Plumas-Sierra Telecommunications first began offering C-Band satellite TV service to rural customers in underserved communities in 1987. It subsequently began offering dial up service in Quincy and Portola in 1995, and broadband access in 2003. The cooperative also spent many years as a WildBlue Satellite broadband reseller.
In 2010, the American Reinvestment and Recovery Act and the California Advanced Services Fund allowed PST and PSREC to construct a 198-mile middle mile fiber optic network from Reno, Nevada north to Susanville, California and west to Quincy, California.
Now, 14 years later, FFA grants are connecting many locals to this network for the first time. PST’s current service offerings consist of either symmetrical 500 megabits per second (Mbps) fiber for $79 a month, or symmetrical one gigabit per second (Gbps) fiber for $99 a month. Both service tiers include a $300 installation fee, but have no usage caps or long-term contracts.
PST is looking to upgrade some territories where it offers locals coaxial-cable based broadband access at 25 Mbps for $99 a month. PST also provides wireless broadband access of 15, 20, and 50 Mbps (at $65, $75, and $85 per month respectively) in towns like Delleker, Portola, and Graeagle.
Marshall has previously noted that many of the areas PST has deployed fiber are seeing 65 to 75 percent take rates.
One subdivision deployment saw an 85 percent take rate among local area businesses, demonstrating the severity of pent-up demand.
History repeating itself nearly a century later
Like so many cooperatives, PST’s roots in rural electrification mirror rural broadband deployment efforts nearly a century later. In 1937, Plumas-Sierra Rural Electric Cooperative (PSREC) was founded to drive electricity into many of these same neglected areas.
PSREC owns many of the area's utility poles, and like most cooperatives had already been deploying fiber to aid in electrical network management and monitoring. But electrical grid supervisory control and data acquisition (SCADA) only uses 2 of the 144 strand fiber runs, leaving ample capacity to better service area residents and businesses.
“With broadband access now a necessity—much like electricity in the early 1900’s—the award of Federal Funding Account grant funds will allow Plumas-Sierra Telecommunications to continue to bridge the digital divide in these rural areas that would otherwise remain unserved due to the high cost of fiber-optic cable construction in the Sierra Nevada Mountains of Northern California,” notes Jeff Blagg, Right-of-Way Engineer for Plumas Sierra Telecommunications and Plumas Sierra Rural Electric Cooperative.

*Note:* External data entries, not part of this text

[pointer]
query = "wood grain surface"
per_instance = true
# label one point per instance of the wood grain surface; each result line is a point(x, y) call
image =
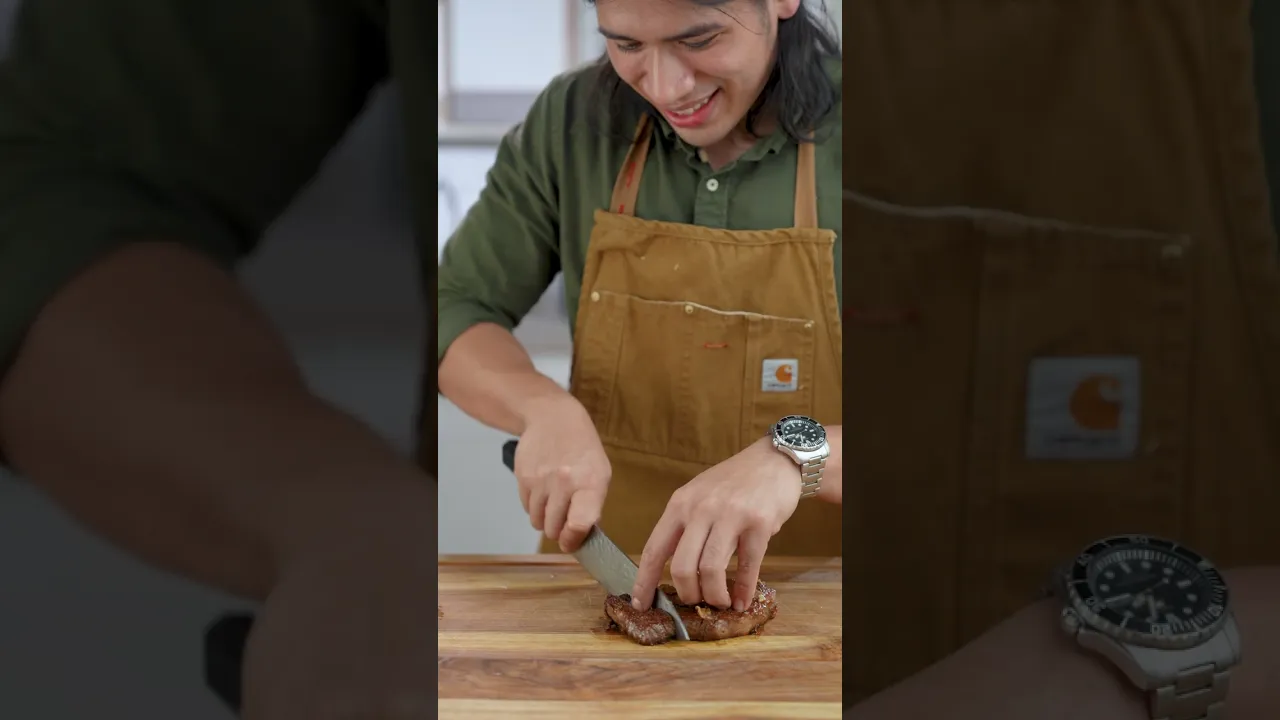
point(528, 637)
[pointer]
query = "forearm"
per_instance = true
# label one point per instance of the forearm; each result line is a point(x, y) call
point(1027, 668)
point(489, 376)
point(156, 405)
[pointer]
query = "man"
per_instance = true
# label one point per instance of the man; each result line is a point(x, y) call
point(144, 147)
point(699, 118)
point(1065, 300)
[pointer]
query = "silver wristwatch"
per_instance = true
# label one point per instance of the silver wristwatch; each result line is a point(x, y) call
point(1161, 614)
point(803, 440)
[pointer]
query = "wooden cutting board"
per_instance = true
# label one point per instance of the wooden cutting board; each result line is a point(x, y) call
point(528, 637)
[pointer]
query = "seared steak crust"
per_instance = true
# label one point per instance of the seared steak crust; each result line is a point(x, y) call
point(703, 621)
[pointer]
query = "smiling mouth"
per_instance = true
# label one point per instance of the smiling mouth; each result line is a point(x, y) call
point(694, 108)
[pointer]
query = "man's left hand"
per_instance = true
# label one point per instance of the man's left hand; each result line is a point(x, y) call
point(734, 506)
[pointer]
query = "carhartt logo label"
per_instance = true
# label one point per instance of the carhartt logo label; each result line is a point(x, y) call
point(1096, 404)
point(1083, 408)
point(780, 374)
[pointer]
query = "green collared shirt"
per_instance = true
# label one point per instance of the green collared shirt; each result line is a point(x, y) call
point(554, 171)
point(199, 122)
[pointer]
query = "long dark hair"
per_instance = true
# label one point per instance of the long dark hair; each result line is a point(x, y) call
point(798, 94)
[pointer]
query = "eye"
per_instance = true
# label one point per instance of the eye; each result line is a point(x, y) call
point(699, 44)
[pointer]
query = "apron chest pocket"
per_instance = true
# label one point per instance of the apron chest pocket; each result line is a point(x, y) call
point(689, 382)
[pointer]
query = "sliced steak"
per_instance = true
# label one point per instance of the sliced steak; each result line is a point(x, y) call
point(702, 620)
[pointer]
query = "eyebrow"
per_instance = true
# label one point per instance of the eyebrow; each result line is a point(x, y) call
point(685, 35)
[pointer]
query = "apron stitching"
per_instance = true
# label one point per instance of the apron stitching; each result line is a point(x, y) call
point(960, 212)
point(709, 309)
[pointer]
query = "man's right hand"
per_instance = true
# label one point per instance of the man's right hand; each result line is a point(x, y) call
point(562, 470)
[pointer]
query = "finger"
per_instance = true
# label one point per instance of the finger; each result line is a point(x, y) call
point(524, 497)
point(557, 509)
point(684, 563)
point(584, 513)
point(536, 507)
point(750, 555)
point(662, 543)
point(721, 543)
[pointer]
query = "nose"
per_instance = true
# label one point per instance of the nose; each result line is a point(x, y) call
point(667, 78)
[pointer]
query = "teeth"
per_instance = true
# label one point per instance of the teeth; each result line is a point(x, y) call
point(694, 109)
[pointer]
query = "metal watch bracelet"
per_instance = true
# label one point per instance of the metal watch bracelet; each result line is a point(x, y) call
point(810, 477)
point(1198, 693)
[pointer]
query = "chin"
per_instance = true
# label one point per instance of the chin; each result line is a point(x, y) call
point(702, 137)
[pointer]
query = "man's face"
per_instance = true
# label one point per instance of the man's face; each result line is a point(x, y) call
point(702, 67)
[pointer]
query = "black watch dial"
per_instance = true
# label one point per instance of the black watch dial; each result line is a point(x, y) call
point(800, 433)
point(1148, 591)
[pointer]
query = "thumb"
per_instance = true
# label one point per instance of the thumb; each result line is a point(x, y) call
point(584, 513)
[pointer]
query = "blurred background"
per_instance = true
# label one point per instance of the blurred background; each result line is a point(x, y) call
point(87, 632)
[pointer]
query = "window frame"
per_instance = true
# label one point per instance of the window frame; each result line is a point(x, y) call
point(455, 131)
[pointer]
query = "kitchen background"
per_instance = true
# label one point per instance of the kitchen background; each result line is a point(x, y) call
point(87, 632)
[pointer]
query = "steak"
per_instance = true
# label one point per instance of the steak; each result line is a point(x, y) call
point(703, 621)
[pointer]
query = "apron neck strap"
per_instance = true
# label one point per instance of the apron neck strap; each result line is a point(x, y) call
point(626, 188)
point(807, 187)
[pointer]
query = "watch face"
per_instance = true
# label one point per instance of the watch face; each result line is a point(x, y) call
point(1148, 591)
point(800, 433)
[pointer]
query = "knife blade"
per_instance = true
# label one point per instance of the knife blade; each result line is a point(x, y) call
point(606, 560)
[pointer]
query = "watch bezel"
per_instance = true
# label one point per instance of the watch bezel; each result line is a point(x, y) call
point(1111, 623)
point(776, 433)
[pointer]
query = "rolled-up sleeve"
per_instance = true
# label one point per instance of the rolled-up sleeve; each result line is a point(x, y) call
point(504, 253)
point(123, 121)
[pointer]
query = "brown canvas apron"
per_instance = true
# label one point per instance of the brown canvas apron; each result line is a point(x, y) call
point(1063, 299)
point(676, 323)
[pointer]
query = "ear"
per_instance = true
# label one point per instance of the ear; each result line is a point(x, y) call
point(786, 9)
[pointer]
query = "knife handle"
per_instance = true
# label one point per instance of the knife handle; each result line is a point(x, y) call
point(508, 454)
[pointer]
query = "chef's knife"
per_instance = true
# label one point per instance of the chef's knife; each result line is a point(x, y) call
point(606, 561)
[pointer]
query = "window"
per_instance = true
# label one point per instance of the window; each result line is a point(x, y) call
point(497, 55)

There’s 900 electric co-ops scattered across the United States with roughly 200 of them currently offer fiber broadband access to residential customers, according to the National Rural Electric Cooperative Association (NRECA). It’s certainly not an easy transition; and often requires a massive infusion of capital to shore up access in geographically difficult areas.
Many of those cooperatives have been making ample use of both American Rescue Plan Act broadband funds, and many more are poised to take full advantage of the $1.9 billion in additional broadband grants California will soon receive courtesy of 2021 infrastructure bill legislation.
California’s broader Broadband For All initiative has taken some well-deserved criticism for a lack of transparency, the use of shoddy broadband maps, and a failure to prioritize many marginalized populations. But it remains clear that the efforts – including last mile FFA grants – continue to fuel deployments to many areas that may have never seen fiber otherwise.
But even this historic round of state and federal funding likely won’t be enough to get the job done. Since the initial round of applications for the $2 billion FFA program closed in September 2023, the CPUC says it received and reviewed 484 grant applications from every county in the state, totaling more than $4.6 billion in requests.